Eppure si tratta di un drammatico e colossale errore. Di una vera e propria dimissione dalla funzione educativa. 

Infatti i nostri figli non hanno bisogno di strategie per aggirare gli ostacoli e trarsi fuori d’impaccio, non hanno bisogno di scorciatoie. Nessuno viene al mondo unicamente per adattarsi, ma porta con sé un bisogno di vita piena, un “bisogno di città e di memoria” come dice Alain Finkielkraut commentando Péguy per il quale ciò che conta veramente è “il pane e il libro”: l’essenziale per vivere una vita fisica e l’essenziale per abitare una città e una storia, quindi vivere una vita morale

La legittima ambizione dei nostri figli riguarda qualcosa di ben più profondo del semplice adattarsi: essi hanno diritto ad un progetto buono per una vita da costruire, hanno il diritto a costruirsi la loro speranza di “vita buona”. E per farlo hanno bisogno — drammaticamente bisogno — di conoscere e comprendere l’eredità che sarà lasciata nelle loro mani, che lo vogliano o meno. Hanno bisogno di quest’eredità da riconoscere, far crescere ed arricchire, perché risiedono in questa le piste e gli sforzi dei nostri padri per superare e vincere gli stupidari che anche loro, a loro volta e prima di noi, hanno dovuto affrontare nella loro epoca. In questa eredità c’è la ricerca della verità, della giustizia e del bene dei cui percorsi e dei cui risultati i nostri figli hanno profonda (e, ripeto, drammatica) necessità.

La nostra funzione educativa non può allora risolversi solo in una serie di “consigli per gli acquisiti”, di strategie di sopravvivenza, di astuzie per conseguire la propria convenienza. Il nostro dovere deve essere invece proprio quello di aiutarli in quest’impresa di costruzione della vita buona e di quest’acquisizione dell’eredità del passato che ad una tale costruzione è indispensabile. Per realizzare entrambi gli obiettivi si tratta allora — come ricorda Chantal Delsol nel suo Un personnage d’aventure. Petite philosophie de l’enfance — di consegnare loro una passione per la verità, quella stessa passione che ha animato un intero processo di civilizzazione, allenandoli alla costante ricerca di quest’ultima. 

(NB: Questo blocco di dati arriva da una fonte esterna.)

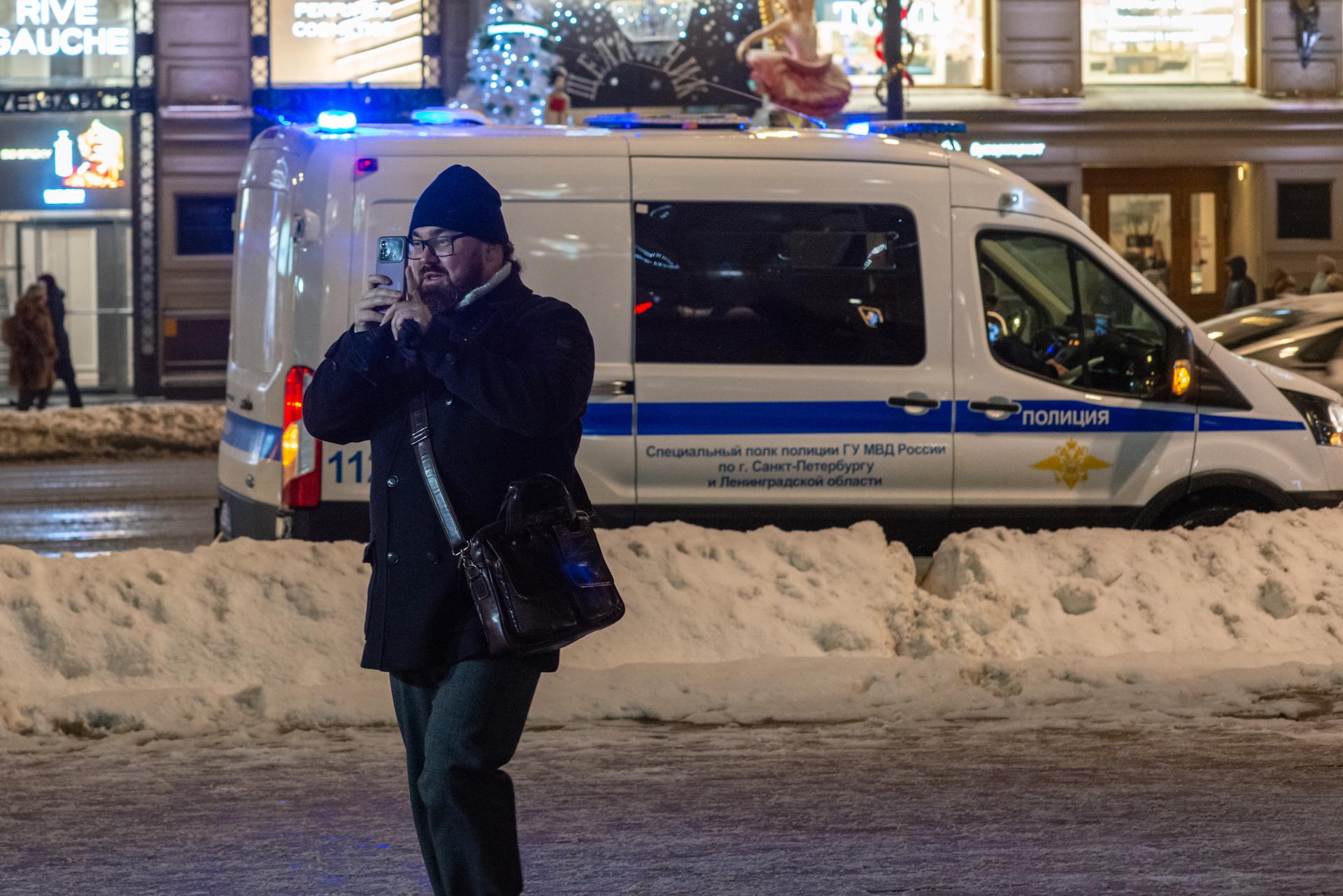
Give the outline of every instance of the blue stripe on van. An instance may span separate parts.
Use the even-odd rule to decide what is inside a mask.
[[[1266,433],[1273,430],[1304,430],[1305,420],[1265,420],[1257,416],[1229,414],[1201,414],[1198,429],[1206,433]]]
[[[583,435],[634,435],[634,404],[588,404]]]
[[[885,402],[639,402],[639,435],[951,433],[951,403],[909,414]]]
[[[1021,412],[1002,420],[956,402],[958,433],[1193,433],[1194,411],[1104,407],[1089,402],[1022,400]]]
[[[279,437],[278,426],[262,423],[232,411],[224,415],[224,434],[222,437],[224,445],[247,451],[258,461],[279,459]]]

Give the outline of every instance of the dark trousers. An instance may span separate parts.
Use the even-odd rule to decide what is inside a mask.
[[[27,411],[30,407],[32,407],[32,403],[36,402],[38,403],[38,410],[40,411],[44,407],[47,407],[47,399],[48,398],[51,398],[51,387],[50,386],[47,388],[44,388],[44,390],[26,390],[26,388],[20,388],[19,390],[19,410],[20,411]]]
[[[411,814],[435,896],[517,896],[513,780],[504,766],[522,737],[541,673],[479,657],[445,669],[393,672]]]
[[[56,379],[66,384],[66,395],[70,396],[70,407],[83,407],[83,398],[75,384],[75,365],[68,357],[56,361]]]

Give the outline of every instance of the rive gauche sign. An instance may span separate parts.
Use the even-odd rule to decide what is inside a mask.
[[[130,28],[102,24],[98,0],[17,0],[13,21],[0,24],[0,56],[124,56],[128,52]]]

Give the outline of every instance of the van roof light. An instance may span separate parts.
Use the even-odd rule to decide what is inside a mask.
[[[663,130],[745,130],[751,120],[745,116],[727,113],[645,116],[637,111],[622,111],[607,116],[588,116],[583,124],[590,128],[610,128],[612,130],[634,130],[657,128]]]
[[[466,106],[426,106],[411,113],[418,125],[488,125],[490,120]]]
[[[328,109],[317,116],[317,130],[324,130],[329,134],[348,134],[355,130],[359,120],[352,111]]]
[[[878,121],[868,122],[869,134],[885,134],[890,136],[919,136],[919,134],[963,134],[966,133],[966,122],[963,121],[920,121],[920,120],[904,120],[892,121],[889,118],[882,118]]]

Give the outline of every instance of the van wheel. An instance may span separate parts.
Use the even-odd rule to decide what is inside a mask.
[[[1250,509],[1253,508],[1233,504],[1225,498],[1185,504],[1163,517],[1160,528],[1198,529],[1206,525],[1222,525],[1237,513],[1244,513]]]

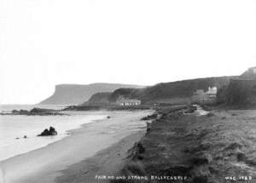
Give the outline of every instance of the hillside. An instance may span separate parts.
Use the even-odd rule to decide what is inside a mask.
[[[112,92],[102,92],[92,94],[88,101],[84,102],[81,106],[86,105],[108,105],[109,104],[108,98]]]
[[[119,88],[141,88],[142,86],[116,83],[60,84],[55,86],[54,94],[39,104],[41,105],[78,105],[87,101],[98,92],[113,92]]]
[[[228,85],[230,78],[236,77],[219,77],[183,80],[159,83],[152,87],[143,89],[119,89],[104,99],[109,102],[115,102],[119,95],[125,98],[138,99],[143,103],[186,103],[190,101],[193,92],[196,89],[207,90],[208,87],[216,86],[218,89]],[[107,99],[108,98],[108,99]],[[99,98],[99,100],[102,100]],[[96,97],[94,98],[96,102]]]
[[[218,94],[218,100],[225,106],[250,106],[256,105],[256,67],[249,68],[238,78],[232,79]]]

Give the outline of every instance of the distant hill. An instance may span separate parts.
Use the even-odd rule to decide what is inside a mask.
[[[218,93],[218,100],[225,106],[256,106],[256,67],[249,68]]]
[[[59,84],[55,93],[39,104],[42,105],[79,105],[87,101],[91,95],[99,92],[113,92],[119,88],[142,88],[143,86],[116,83]]]
[[[108,103],[115,102],[119,95],[123,95],[125,98],[141,100],[144,104],[187,103],[190,101],[190,98],[196,89],[207,90],[208,87],[213,86],[219,89],[228,85],[231,78],[236,78],[236,77],[207,77],[170,82],[143,89],[118,89],[111,94],[108,94],[103,97],[105,97],[104,101]],[[94,100],[94,102],[90,104],[101,101],[102,100],[102,95],[96,95],[91,100]]]
[[[111,92],[102,92],[94,94],[88,101],[84,102],[81,106],[86,105],[108,105],[108,98],[111,95]]]
[[[256,79],[256,67],[251,67],[245,72],[243,72],[240,78],[242,79]]]

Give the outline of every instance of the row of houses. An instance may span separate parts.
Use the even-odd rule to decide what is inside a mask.
[[[215,101],[217,98],[217,87],[209,87],[208,90],[206,92],[204,89],[197,89],[194,92],[191,100],[193,103]],[[119,106],[139,106],[141,103],[140,100],[128,99],[122,95],[120,95],[116,100],[116,105]]]
[[[217,87],[209,87],[208,90],[205,92],[203,89],[197,89],[191,98],[192,102],[201,103],[207,101],[215,101],[217,98]]]
[[[123,96],[119,96],[116,100],[116,104],[119,106],[139,106],[141,103],[139,100],[127,99]]]

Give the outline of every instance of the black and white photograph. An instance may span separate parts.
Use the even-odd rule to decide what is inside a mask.
[[[0,0],[0,183],[256,183],[256,0]]]

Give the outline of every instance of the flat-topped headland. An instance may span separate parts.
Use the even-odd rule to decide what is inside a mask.
[[[61,110],[32,108],[32,110],[13,110],[11,112],[1,112],[0,115],[26,115],[26,116],[63,116],[67,115]]]

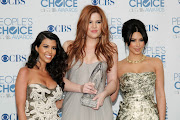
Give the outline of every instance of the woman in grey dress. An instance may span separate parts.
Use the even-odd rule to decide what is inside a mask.
[[[68,80],[64,80],[65,90],[76,89],[67,84],[71,81],[82,85],[82,91],[66,93],[62,120],[112,120],[110,95],[115,92],[117,86],[117,48],[109,41],[108,23],[103,10],[98,6],[86,6],[81,11],[77,23],[75,40],[66,41],[63,47],[69,55],[69,70],[66,77]],[[101,64],[101,81],[93,98],[97,104],[95,107],[87,106],[81,101],[83,93],[93,92],[92,87],[83,85],[96,86],[96,83],[94,85],[89,79],[99,64]]]
[[[49,32],[38,34],[31,45],[26,66],[19,70],[16,105],[19,120],[59,120],[67,54],[59,38]]]
[[[129,48],[129,56],[118,62],[123,101],[116,120],[165,120],[163,64],[158,58],[143,55],[148,42],[145,25],[137,19],[126,21],[122,37]]]

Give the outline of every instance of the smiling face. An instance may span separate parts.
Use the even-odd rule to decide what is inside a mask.
[[[101,16],[99,13],[92,13],[89,25],[88,25],[88,31],[87,31],[87,37],[86,39],[96,39],[101,34]]]
[[[142,54],[145,43],[140,32],[134,32],[130,40],[129,52],[130,54],[139,55]]]
[[[39,53],[40,63],[50,63],[56,55],[56,41],[45,38],[36,51]]]

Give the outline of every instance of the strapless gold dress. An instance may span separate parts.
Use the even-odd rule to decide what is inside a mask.
[[[120,77],[123,101],[116,120],[159,120],[154,101],[154,72],[125,73]]]

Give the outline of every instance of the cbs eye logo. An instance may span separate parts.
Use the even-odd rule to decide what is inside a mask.
[[[1,116],[1,119],[2,119],[2,120],[9,120],[9,115],[8,115],[8,114],[3,114],[3,115]]]
[[[3,56],[1,57],[1,60],[2,60],[3,62],[7,62],[7,61],[9,60],[9,57],[8,57],[7,55],[3,55]]]

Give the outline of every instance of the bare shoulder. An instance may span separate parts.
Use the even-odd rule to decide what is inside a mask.
[[[73,42],[74,42],[73,40],[67,40],[66,42],[64,42],[63,44],[64,51],[67,51],[68,46]]]
[[[121,61],[118,61],[118,68],[117,68],[117,70],[118,70],[118,78],[120,77],[120,76],[122,76],[122,74],[124,74],[124,72],[126,71],[126,59],[123,59],[123,60],[121,60]]]
[[[16,79],[16,85],[20,84],[20,85],[27,85],[28,84],[28,80],[29,80],[29,74],[30,74],[30,69],[27,67],[22,67],[19,70],[17,79]]]
[[[163,67],[163,63],[162,63],[161,59],[159,59],[159,58],[147,57],[147,60],[149,60],[155,68]]]
[[[123,66],[126,62],[126,59],[123,59],[121,61],[118,61],[118,68],[121,68],[121,66]]]

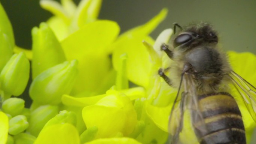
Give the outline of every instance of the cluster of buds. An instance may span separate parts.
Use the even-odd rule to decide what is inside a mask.
[[[0,4],[0,144],[165,143],[177,91],[157,72],[171,62],[159,48],[172,30],[155,42],[149,34],[167,10],[119,35],[116,22],[97,19],[101,1],[41,0],[54,16],[32,29],[31,50],[15,46]],[[234,63],[256,61],[251,53],[229,53]],[[246,66],[236,65],[236,71]],[[26,87],[28,108],[17,97]],[[249,138],[255,124],[247,116]]]

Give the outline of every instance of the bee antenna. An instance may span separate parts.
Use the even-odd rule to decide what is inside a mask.
[[[174,34],[175,34],[175,33],[176,33],[176,27],[178,27],[180,30],[182,30],[182,28],[181,27],[180,25],[179,24],[177,23],[177,22],[174,22],[173,23],[173,33]]]

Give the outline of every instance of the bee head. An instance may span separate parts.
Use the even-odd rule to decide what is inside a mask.
[[[174,39],[174,48],[179,47],[188,49],[202,45],[216,45],[218,43],[217,33],[207,23],[190,25],[183,29]]]

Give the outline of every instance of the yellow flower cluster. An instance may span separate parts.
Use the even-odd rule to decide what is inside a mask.
[[[155,42],[149,35],[167,10],[119,34],[116,22],[97,19],[101,1],[82,0],[76,6],[71,0],[41,0],[42,7],[54,16],[32,30],[31,51],[15,46],[0,4],[0,144],[165,143],[177,90],[157,73],[171,62],[159,48],[173,31],[164,31]],[[256,56],[228,54],[235,71],[256,85],[256,67],[252,67]],[[28,59],[29,108],[23,99],[11,97],[27,85]],[[249,138],[256,125],[245,107],[241,108]],[[192,131],[185,131],[181,138],[196,140]]]

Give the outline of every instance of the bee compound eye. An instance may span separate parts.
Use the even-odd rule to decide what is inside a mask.
[[[180,45],[185,43],[193,39],[193,36],[190,33],[182,33],[174,39],[174,46],[176,48]]]

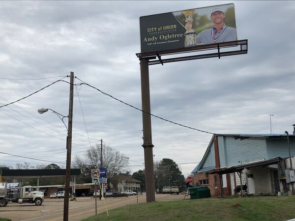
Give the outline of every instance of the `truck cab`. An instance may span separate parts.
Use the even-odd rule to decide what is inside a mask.
[[[137,193],[134,192],[131,190],[127,190],[125,192],[125,193],[126,194],[127,194],[127,195],[137,195]]]
[[[24,202],[34,203],[36,205],[42,204],[44,198],[44,193],[40,191],[34,191],[30,186],[25,186],[20,189],[19,203]]]

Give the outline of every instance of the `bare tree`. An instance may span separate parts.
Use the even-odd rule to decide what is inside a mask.
[[[29,169],[35,168],[34,166],[30,165],[30,162],[24,162],[24,164],[18,163],[15,165],[15,167],[17,169]]]
[[[107,167],[108,182],[111,181],[115,173],[118,173],[128,166],[128,158],[119,151],[103,145],[102,148],[102,164]],[[85,158],[77,155],[75,157],[74,166],[81,169],[81,178],[91,181],[91,169],[100,166],[100,147],[97,144],[86,150]]]

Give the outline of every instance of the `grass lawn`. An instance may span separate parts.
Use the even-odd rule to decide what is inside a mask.
[[[7,219],[7,218],[2,218],[1,217],[0,217],[0,221],[11,221],[11,220],[9,220],[9,219]]]
[[[286,221],[295,218],[295,196],[209,198],[130,205],[94,221]]]

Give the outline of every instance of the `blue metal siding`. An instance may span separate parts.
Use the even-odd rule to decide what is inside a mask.
[[[226,167],[226,155],[225,154],[224,142],[223,142],[223,137],[218,136],[218,151],[219,152],[219,162],[220,163],[220,168]]]
[[[289,138],[291,156],[295,156],[295,139]],[[289,148],[287,138],[266,139],[268,159],[276,157],[289,157]]]
[[[221,143],[223,143],[223,139],[221,137],[220,141],[219,141],[219,153],[224,153],[223,158],[221,158],[220,156],[219,156],[221,167],[238,165],[241,164],[241,162],[247,163],[266,158],[266,142],[264,139],[241,140],[240,139],[235,139],[234,138],[226,137],[225,144],[228,163],[228,165],[226,166],[224,156],[224,145],[220,145]]]
[[[212,166],[213,168],[215,168],[215,151],[214,149],[214,143],[212,142],[209,150],[207,157],[204,159],[204,163],[202,165],[200,169],[208,166]]]

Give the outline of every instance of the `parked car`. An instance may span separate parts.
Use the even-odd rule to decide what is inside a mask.
[[[50,198],[52,199],[53,198],[57,198],[58,197],[58,193],[53,193],[50,194]]]
[[[57,198],[64,198],[64,191],[59,191],[58,193],[58,195],[57,195]]]
[[[166,187],[164,187],[163,188],[163,194],[170,193],[170,189],[171,189],[171,188],[169,186],[167,186]]]
[[[179,194],[179,190],[176,186],[171,187],[171,189],[170,189],[170,194],[173,193],[177,193],[177,195]]]

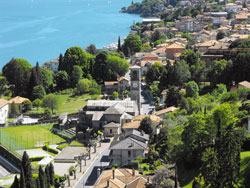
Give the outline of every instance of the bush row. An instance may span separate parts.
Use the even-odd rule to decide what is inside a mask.
[[[49,147],[49,143],[45,143],[45,146],[43,146],[43,149],[45,151],[49,151],[51,153],[58,154],[58,151],[56,149]]]

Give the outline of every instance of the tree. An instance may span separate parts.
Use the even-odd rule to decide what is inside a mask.
[[[35,86],[32,91],[31,98],[34,99],[43,99],[46,95],[45,89],[42,85]]]
[[[161,75],[163,73],[163,66],[161,63],[154,63],[146,72],[146,82],[148,85],[152,84],[154,81],[160,81]]]
[[[152,187],[154,188],[178,188],[178,182],[175,181],[176,173],[174,169],[166,167],[160,168],[155,172],[152,179]]]
[[[108,53],[105,51],[101,51],[100,53],[98,53],[95,58],[93,77],[98,83],[105,80],[107,73],[107,59]]]
[[[27,112],[28,110],[31,110],[32,109],[32,103],[31,103],[31,101],[30,100],[23,101],[22,107],[23,107],[23,111],[24,112]]]
[[[76,92],[78,95],[88,93],[90,91],[91,81],[84,78],[78,82],[76,85]]]
[[[189,66],[185,61],[176,61],[173,67],[168,68],[169,84],[184,86],[191,78]]]
[[[23,169],[23,175],[24,175],[24,182],[27,188],[34,187],[33,181],[32,181],[32,169],[31,164],[29,160],[29,156],[26,151],[23,153],[22,157],[22,169]]]
[[[68,87],[69,76],[66,71],[58,71],[55,76],[55,83],[58,90],[64,90]]]
[[[122,51],[126,56],[133,55],[136,52],[140,52],[142,48],[142,42],[139,35],[129,35],[122,45]]]
[[[142,44],[142,52],[150,52],[152,50],[152,47],[148,43],[143,43]]]
[[[226,36],[226,33],[224,31],[219,31],[216,35],[216,40],[223,39]]]
[[[117,80],[117,78],[124,76],[129,70],[129,64],[126,60],[118,56],[109,55],[107,58],[107,73],[106,80]]]
[[[42,74],[38,62],[36,66],[31,69],[31,76],[29,80],[29,95],[32,94],[33,88],[35,86],[43,85]]]
[[[46,91],[46,93],[50,93],[53,90],[53,80],[54,80],[54,72],[46,69],[46,68],[40,68],[42,80],[43,80],[43,87]]]
[[[194,99],[199,97],[199,87],[196,82],[190,81],[186,84],[186,96]]]
[[[114,99],[118,99],[119,93],[117,91],[114,91],[113,92],[113,97],[114,97]]]
[[[12,183],[10,188],[20,188],[19,181],[17,179],[17,175],[15,176],[14,182]]]
[[[146,134],[153,135],[155,130],[152,120],[149,117],[143,118],[139,130],[144,131]]]
[[[74,88],[79,80],[82,78],[83,72],[80,66],[74,65],[72,76],[71,76],[71,86]]]
[[[52,110],[52,113],[55,109],[58,108],[58,98],[56,95],[54,94],[49,94],[47,96],[44,97],[43,99],[43,107],[45,108],[49,108]]]
[[[167,92],[165,106],[179,106],[182,101],[180,89],[175,86],[171,86]]]
[[[86,52],[96,55],[98,53],[98,50],[96,49],[96,46],[94,44],[90,44],[86,47]]]
[[[122,51],[122,47],[121,47],[121,38],[120,38],[120,36],[118,37],[117,51],[118,51],[118,52]]]
[[[52,163],[49,164],[49,175],[50,175],[50,185],[53,186],[55,185],[55,180],[54,180],[55,171]]]
[[[47,178],[46,178],[46,175],[44,174],[44,171],[41,165],[39,166],[38,178],[39,178],[40,188],[48,188]]]
[[[14,95],[27,96],[32,66],[25,59],[12,58],[2,69],[9,84],[15,85]]]
[[[212,86],[219,83],[224,83],[225,71],[227,67],[227,61],[222,59],[220,61],[215,61],[214,64],[208,71],[208,78]]]
[[[60,70],[65,70],[68,75],[71,75],[73,66],[78,65],[81,67],[85,75],[90,73],[91,63],[93,56],[82,48],[75,46],[68,48],[64,54],[63,63]]]
[[[0,76],[0,97],[7,93],[7,83],[7,79],[4,76]]]
[[[15,117],[19,113],[18,106],[14,101],[10,105],[10,113],[13,117]]]
[[[44,118],[50,119],[52,117],[52,111],[49,108],[45,108],[43,115]]]
[[[32,102],[33,106],[38,108],[42,105],[42,101],[40,99],[35,99],[33,102]]]
[[[20,188],[26,188],[26,182],[25,182],[25,175],[24,175],[23,167],[21,167],[21,173],[20,173]]]

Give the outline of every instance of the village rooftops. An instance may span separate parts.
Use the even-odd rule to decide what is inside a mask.
[[[0,99],[0,108],[2,108],[3,106],[7,105],[8,101],[5,99]]]
[[[250,82],[248,81],[239,82],[238,85],[245,86],[246,88],[250,89]]]
[[[104,125],[103,127],[104,128],[120,127],[120,124],[119,123],[110,122],[107,125]]]
[[[26,101],[26,100],[29,100],[29,99],[24,98],[24,97],[20,97],[20,96],[16,96],[15,98],[10,99],[10,100],[9,100],[9,103],[14,102],[14,103],[16,103],[16,104],[22,104],[22,103],[23,103],[24,101]]]
[[[170,44],[169,46],[166,47],[166,49],[173,49],[173,48],[181,48],[181,49],[185,49],[184,45],[181,44],[181,43],[173,43],[173,44]]]
[[[147,149],[147,144],[132,137],[125,137],[123,139],[114,140],[110,145],[110,150],[122,149],[122,150],[137,150],[137,149]]]
[[[168,112],[173,112],[175,111],[177,108],[174,107],[174,106],[171,106],[171,107],[168,107],[168,108],[165,108],[165,109],[162,109],[162,110],[159,110],[155,113],[156,116],[160,116],[162,114],[166,114]]]

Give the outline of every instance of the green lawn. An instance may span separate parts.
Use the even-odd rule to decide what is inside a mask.
[[[8,135],[11,137],[12,141],[16,144],[9,144],[9,147],[12,149],[19,149],[22,145],[23,148],[38,148],[43,147],[45,142],[49,142],[49,144],[55,144],[64,142],[65,140],[61,137],[51,133],[48,129],[43,128],[39,125],[31,125],[31,126],[17,126],[17,127],[7,127],[2,128],[2,140],[7,140],[5,144],[9,144]],[[8,148],[9,148],[8,147]]]
[[[84,107],[87,104],[87,101],[89,99],[96,99],[99,97],[99,95],[89,95],[84,94],[81,96],[72,96],[71,94],[56,94],[59,102],[58,109],[56,110],[57,115],[60,115],[61,113],[68,112],[76,113],[78,110],[82,107]],[[29,113],[43,113],[43,108],[34,108],[33,110],[29,111]]]

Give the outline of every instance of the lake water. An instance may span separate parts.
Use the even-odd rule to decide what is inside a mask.
[[[71,46],[116,43],[142,20],[119,12],[129,4],[131,0],[0,0],[0,70],[12,57],[42,65]]]

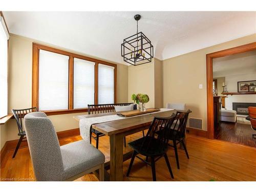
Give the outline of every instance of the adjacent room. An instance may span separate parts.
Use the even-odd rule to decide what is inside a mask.
[[[256,106],[256,51],[216,58],[212,65],[214,95],[221,102],[215,138],[255,146],[247,117],[248,108]]]
[[[0,13],[1,181],[256,181],[255,11]]]

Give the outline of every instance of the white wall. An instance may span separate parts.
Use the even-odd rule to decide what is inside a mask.
[[[256,80],[256,73],[237,75],[225,77],[227,89],[229,92],[237,92],[238,81]],[[256,95],[228,95],[226,98],[226,108],[232,110],[233,102],[256,102]]]

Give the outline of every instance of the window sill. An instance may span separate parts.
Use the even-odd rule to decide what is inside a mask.
[[[13,115],[12,114],[8,114],[7,116],[0,118],[0,124],[4,124],[9,121],[12,117]]]
[[[69,114],[71,113],[85,113],[88,111],[87,108],[76,109],[74,110],[55,110],[55,111],[42,111],[47,115],[56,115]]]

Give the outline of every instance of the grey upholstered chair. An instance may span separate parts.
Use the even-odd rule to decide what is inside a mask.
[[[72,181],[99,169],[104,180],[104,155],[80,140],[60,146],[51,120],[43,112],[24,117],[35,177],[38,181]]]
[[[185,103],[167,103],[167,109],[173,109],[176,110],[185,110],[186,104]]]

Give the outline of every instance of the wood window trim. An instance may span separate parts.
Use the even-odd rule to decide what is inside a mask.
[[[117,98],[117,66],[103,60],[94,59],[76,53],[69,52],[60,49],[54,48],[33,42],[32,44],[32,105],[38,108],[39,95],[39,52],[40,50],[50,51],[55,53],[68,56],[69,59],[69,103],[68,109],[63,110],[44,111],[47,115],[66,114],[75,113],[84,113],[88,112],[87,108],[74,109],[74,58],[94,62],[94,103],[98,103],[98,65],[99,63],[112,66],[114,69],[114,102],[116,103]]]
[[[256,42],[217,51],[206,55],[207,125],[208,137],[214,139],[212,59],[256,50]]]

Solo con l’acquisizione di una tale passione è possibile renderli curiosi delle opere che essa stessa ha realizzato nel passato, alimentando così il desiderio di acquisire quelle eredità che questa stessa ricerca della verità ha prodotto e che sono loro indispensabili. Solo così appare ragionevole invitarli a proseguire il cammino, migliorando e ricostruendo, rimettendo in ordine e riprogettando quanto troveranno rimesso da noi nelle loro mani. Solo così non verranno sommersi dal proliferare di tanta cialtronesca miseria, dal dilagare di tanto vuoto e dal tracimare di tanto delirante orrore.